The Sheldon Art Galleries will unveil several fantastic exhibits tonight from 5:00 p.m. through 7:00 p.m. Two of these exhibits will be of great interest to readers of this blog.
Designing the City: An American Vision
October 1, 2010 – January 15, 2011
Drawn from the Bank of America collection, this exhibition offers a unique opportunity to see some of the great architectural works built across America and the cities for which they are an integral part. Photographers included are Berenice Abbott: Harold Allen; Bill Hedrich, Ken Hedrich and Hube Henry of the Hedrich-Blessing Studio; Richard Nickel; and John Szarkowski. It is through photographs that most of us have come to know major works of architecture. Our experience of great architecture is often not at the building’s actual site, but rather through a two-dimensional photographic rendering of it. In fact, for many buildings, photographs are all that remain. The term, “architectural photography” is widely used and generally understood to describe pictures through which the photographer documents and depicts a building in factual terms.
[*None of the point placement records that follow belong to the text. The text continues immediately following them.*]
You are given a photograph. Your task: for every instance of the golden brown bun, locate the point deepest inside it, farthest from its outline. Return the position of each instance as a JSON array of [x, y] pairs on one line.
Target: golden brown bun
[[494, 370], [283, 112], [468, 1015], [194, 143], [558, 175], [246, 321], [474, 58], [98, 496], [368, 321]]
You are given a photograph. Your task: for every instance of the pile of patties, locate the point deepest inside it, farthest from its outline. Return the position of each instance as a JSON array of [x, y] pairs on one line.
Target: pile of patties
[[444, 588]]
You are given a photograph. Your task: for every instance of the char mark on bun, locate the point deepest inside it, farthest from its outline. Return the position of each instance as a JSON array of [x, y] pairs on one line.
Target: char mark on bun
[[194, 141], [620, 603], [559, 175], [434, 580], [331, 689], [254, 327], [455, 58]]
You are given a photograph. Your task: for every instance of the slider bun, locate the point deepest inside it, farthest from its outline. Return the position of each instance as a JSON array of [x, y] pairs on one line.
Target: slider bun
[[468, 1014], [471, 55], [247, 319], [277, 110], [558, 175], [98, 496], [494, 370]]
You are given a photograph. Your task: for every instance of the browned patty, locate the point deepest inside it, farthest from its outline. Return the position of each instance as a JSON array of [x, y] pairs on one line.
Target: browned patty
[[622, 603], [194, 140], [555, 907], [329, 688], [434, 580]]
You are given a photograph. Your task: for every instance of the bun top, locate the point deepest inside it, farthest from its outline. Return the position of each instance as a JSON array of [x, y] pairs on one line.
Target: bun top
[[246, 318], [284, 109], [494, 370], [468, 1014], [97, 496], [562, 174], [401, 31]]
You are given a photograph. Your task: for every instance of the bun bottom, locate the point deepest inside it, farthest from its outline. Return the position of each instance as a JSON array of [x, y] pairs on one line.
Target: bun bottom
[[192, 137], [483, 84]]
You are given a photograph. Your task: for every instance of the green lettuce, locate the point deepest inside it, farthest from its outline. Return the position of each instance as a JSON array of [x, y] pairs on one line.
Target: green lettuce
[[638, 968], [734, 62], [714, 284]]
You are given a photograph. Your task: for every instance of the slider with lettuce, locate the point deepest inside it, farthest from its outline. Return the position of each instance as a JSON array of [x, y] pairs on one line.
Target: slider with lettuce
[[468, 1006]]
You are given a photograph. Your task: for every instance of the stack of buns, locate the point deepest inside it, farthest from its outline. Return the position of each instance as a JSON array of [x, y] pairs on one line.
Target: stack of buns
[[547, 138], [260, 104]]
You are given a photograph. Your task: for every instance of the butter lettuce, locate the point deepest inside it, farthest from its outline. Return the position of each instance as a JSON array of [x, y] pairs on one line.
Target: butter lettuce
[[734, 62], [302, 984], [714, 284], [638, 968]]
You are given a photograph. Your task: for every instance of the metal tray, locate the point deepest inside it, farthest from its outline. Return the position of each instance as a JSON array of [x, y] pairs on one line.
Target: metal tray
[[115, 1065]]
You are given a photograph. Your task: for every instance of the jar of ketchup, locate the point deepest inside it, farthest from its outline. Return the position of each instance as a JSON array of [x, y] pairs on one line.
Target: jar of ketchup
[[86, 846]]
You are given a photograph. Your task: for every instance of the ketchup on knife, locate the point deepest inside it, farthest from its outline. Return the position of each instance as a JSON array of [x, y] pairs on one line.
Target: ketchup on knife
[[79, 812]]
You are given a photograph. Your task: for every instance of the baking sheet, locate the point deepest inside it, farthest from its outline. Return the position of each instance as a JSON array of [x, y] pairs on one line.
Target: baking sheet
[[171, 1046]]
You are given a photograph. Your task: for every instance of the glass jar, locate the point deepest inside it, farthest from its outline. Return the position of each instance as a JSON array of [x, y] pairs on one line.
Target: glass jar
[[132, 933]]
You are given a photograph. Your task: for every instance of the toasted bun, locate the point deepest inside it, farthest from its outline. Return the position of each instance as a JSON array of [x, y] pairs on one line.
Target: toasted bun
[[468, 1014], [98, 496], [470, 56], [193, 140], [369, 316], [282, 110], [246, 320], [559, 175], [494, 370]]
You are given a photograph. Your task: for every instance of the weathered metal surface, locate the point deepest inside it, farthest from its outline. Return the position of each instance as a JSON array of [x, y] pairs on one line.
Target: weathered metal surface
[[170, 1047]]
However the artists featured in this exhibition have taken architectural photography beyond its informative purpose and have shown us the importance of architecture in the definition of the urban American landscape.
Group f.64 & the Modernist Vision: Photographs by Ansel Adams, Edward Weston, Imogen Cunningham, Willard Van Dyke, and Brett Weston
October 1, 2010 – January 15, 2011
Seminal works by renowned photographers Ansel Adams, Edward Weston, Imogen Cunningham, Willard Van Dyke, and Brett Weston, including several spectacular large-scale prints by Ansel Adams — among them Moonrise, Hernandez, New Mexico, 1941 — as well as Edward Weston’s iconic Pepper, 1930, and examples of Imogen Cunningham’s beautiful and sculptural flower closeups are shown in this exhibition alongside rarely seen works by the artists, all drawn from the Bank of America collection.
Founded in 1934 by Willard Van Dyke and Ansel Adams, the informal Group f.64 were devoted to exhibiting and promoting a new direction in photography. The group was established as a response to Pictorialism, a popular movement on the West Coast, which favored painterly, hand-manipulated, soft-focus prints, often made on textured papers. Feeling that photography’s greatest strength was its ability to create images with precise sharpness, Group f.64 adhered to a philosophy that photography is only valid when it is “straight,” or unaltered. The term f.64 refers to the smallest aperture setting on a large format camera, which allows for the greatest depth of field and sharpest image.